傅枳实握住她的手,语气肯定,“你当然有家,你还有我,有我的地方就是家。”
“师兄,为什么是我?”
“什么?”
“为什么跟我在一起?”
“因为你是合适的人。”
“师兄,你爱我吗?”
初羡这句话落下,傅枳实方后知后觉地意识到有些不对劲儿。
“羡羡,你怎么了?”
女孩子似乎总爱问爱不爱这个问题。很多女孩常常都把这个问题挂在嘴上。总是孜孜不倦地询问自己的伴侣。似乎想通过一遍遍询问这个问题来验证自己在对方心里的地位,或者找到某种安全感。

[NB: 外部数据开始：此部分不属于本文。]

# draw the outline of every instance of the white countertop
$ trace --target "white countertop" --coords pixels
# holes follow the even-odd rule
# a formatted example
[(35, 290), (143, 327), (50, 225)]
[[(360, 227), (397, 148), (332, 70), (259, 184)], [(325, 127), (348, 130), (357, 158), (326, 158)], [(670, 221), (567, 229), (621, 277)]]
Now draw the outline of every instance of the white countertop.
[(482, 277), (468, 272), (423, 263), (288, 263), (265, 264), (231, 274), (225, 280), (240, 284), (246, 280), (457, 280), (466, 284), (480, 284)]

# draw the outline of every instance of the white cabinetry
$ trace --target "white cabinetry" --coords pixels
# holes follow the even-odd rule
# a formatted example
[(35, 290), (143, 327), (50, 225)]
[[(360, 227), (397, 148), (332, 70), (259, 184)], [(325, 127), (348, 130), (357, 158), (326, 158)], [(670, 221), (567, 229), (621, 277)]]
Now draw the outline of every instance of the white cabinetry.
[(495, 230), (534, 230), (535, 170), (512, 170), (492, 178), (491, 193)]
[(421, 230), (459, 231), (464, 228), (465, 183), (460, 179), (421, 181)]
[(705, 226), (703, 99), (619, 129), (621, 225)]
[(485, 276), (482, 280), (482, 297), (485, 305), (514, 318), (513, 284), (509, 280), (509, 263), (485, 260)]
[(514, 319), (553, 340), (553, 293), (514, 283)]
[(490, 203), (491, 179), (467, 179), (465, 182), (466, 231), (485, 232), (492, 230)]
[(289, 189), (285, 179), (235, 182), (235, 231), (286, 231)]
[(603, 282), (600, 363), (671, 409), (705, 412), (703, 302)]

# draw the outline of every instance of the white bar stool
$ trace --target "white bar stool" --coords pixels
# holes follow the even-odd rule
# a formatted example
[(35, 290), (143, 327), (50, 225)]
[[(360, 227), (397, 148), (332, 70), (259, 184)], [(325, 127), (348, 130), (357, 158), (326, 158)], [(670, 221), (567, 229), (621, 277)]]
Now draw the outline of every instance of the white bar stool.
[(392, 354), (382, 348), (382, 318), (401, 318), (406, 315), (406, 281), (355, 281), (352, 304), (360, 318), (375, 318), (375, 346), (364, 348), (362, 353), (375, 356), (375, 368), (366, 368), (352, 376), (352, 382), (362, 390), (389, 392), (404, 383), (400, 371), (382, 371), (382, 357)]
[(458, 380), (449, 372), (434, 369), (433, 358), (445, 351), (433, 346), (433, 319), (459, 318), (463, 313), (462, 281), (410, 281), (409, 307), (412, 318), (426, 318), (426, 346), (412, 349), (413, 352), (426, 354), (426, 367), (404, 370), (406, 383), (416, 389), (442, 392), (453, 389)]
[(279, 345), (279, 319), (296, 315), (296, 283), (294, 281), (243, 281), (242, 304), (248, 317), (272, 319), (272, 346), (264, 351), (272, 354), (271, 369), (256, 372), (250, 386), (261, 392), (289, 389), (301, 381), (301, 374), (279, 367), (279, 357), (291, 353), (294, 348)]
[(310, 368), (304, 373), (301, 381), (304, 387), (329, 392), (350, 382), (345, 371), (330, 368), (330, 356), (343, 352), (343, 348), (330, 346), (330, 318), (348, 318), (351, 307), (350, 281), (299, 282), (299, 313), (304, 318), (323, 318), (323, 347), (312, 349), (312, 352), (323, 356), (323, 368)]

初羡从来不问。傅枳实一直以为是他给足了她安全感,内心强大,所以没必要问。
没想到她还是缺乏安全感。
她目不转睛地看着他,表情执拗,“回答我师兄,你爱我吗?”
“不爱你又怎么会跟你在一起,我是成年人,不是小孩子,没那功夫跟你过家家。”
从最开始的时候,他的目标就非常明确——以结婚为最终目的跟初羡交往。
初羡承认自己以小人之心度君子之腹了,她不该怀疑傅枳实对自己的爱。
可是他既然这么爱她,就该知道她永远也接受不了欺骗。为什么他却选择和所有人一样保持沉默,不告诉她真相?是为了她好,还是觉得她永远也不可能恢复记忆?
初羡实在想不明白。但此时此刻她也不敢开口问他。比起这个,她还是更在意他和沈家兄妹的关系,尤其是她和沈葭柔的关系。当年那场事故,他就在现场,他或许认识父亲也未可知。她必须自己去弄清楚真相。
她不该质疑他对她的爱,就怕他自己也混淆了爱和责任。
先把当年的事故弄清楚,她再来问他母亲的事情。一样一样来,急不得。
——
初羡出院以后就住在傅枳实家。
她想住到自己租的房子里,可是傅枳实不让。他要把她安在自己眼皮子底下才放心。他要亲自照顾她。
初羡的一应用品都在贺家。她还得回去一趟拿行李。
虽然她一点都不想回去面对母亲。可没有衣服,护肤品这些日用品她又活不下去。
傅枳实让她别回去了,东西可以买新的。
可她觉得还是有必要回贺家一趟。不止拿行李,还得和母亲做个告别。
傅枳实载她回了贺家。
“我跟你进去。”他解了安全带要跟初羡一起下车。
“你在车里等我,我很快就出来。”
“我不放心你。”
“我妈看到你只会更激动。”
家里十分安静。只有保姆周阿姨举着拖把拖地。
初羡也没惊动她,不动声色地上了三楼。
她到自己房间收拾好行李。她就拿了几套自己常穿的衣服和护肤品化妆品等。赵女士给她买的那些粉粉嫩嫩的衣服她一件都没拿。
行李箱勉强塞满。拎着箱子下楼,赵兰英正从厨房出来。
见女儿拎着行李箱,赵兰英脸色微变,忙走上前沉声问:“羡羡,你拎着箱子干嘛?”
初羡平静地回答:“我要搬出去住。”
“你要搬去跟傅枳实住?”赵女士的声线蓦地提高了好几度。
“我自己租了房子。”
“我不同意。在家里住得好好的,干嘛搬到外面去?你一个女孩子住在外面多不安全。”
“小区治安很好。”
“那也不行。”女儿一旦离开贺家,那就彻底脱离了自己的掌控,到时候谁都管不住她。赵兰英无论如何都不会同意。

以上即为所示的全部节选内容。